Berkendara kurang lebih 1 jam, akhirnya mereka tiba dipemakaman keluarga Uchiha.

Menghembuskan nafasnya dengan tenang, Naruto berjalan menghadap batu nisan sang ibu.

"Hai, ibu, selamat pagi." Sapa Naruto. "hehe, hari ini aku tiba-tiba rindu padamu, bu." Ujar Naruto dengan cengiran khasnya. Sasuke tahu jika itu palsu dan ia sempat merasa sedih juga saat mendengar jika Naruto merindukan ibunya. Tentu saja ia rindu, sudah delapan tahun ia hidup tanpa seorang ibu. "Ayah tak menyapa, ibu?"
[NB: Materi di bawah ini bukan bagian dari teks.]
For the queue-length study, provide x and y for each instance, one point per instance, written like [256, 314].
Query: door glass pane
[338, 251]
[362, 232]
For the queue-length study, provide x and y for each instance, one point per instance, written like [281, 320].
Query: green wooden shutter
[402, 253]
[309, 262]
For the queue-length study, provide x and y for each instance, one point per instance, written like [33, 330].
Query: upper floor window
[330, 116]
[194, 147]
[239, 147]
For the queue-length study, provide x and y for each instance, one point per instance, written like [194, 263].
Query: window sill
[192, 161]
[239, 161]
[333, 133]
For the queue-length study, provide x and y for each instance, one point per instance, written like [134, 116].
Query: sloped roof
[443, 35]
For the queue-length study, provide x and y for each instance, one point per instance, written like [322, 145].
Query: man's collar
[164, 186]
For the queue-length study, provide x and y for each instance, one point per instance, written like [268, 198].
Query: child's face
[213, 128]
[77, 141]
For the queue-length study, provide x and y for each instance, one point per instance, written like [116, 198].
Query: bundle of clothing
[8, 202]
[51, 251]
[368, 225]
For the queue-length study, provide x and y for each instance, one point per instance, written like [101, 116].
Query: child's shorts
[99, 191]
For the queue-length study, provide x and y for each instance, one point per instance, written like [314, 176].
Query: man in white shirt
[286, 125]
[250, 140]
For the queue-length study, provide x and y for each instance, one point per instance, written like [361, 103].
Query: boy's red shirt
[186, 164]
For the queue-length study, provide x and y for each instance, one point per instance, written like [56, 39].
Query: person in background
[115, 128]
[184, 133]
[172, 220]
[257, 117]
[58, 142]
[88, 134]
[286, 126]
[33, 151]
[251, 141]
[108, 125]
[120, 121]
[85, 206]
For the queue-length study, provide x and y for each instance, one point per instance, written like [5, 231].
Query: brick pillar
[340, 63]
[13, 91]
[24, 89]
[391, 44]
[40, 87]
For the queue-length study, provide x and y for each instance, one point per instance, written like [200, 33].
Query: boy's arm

"Hn, selamat pagi, Ino." Sapa Sasuke.

"Ibu, aku ingin mengatakan sesuatu padamu." Naruto berjalan semakin mendekati batu nisan. "Aku sudah membunuh mereka, bu." Ucap Naruto datar.

Mendengar perkataan Naruto tadi membuat Sasuke sedikit terkejut. Ia bingung dengan apa yang Naruto bicarakan.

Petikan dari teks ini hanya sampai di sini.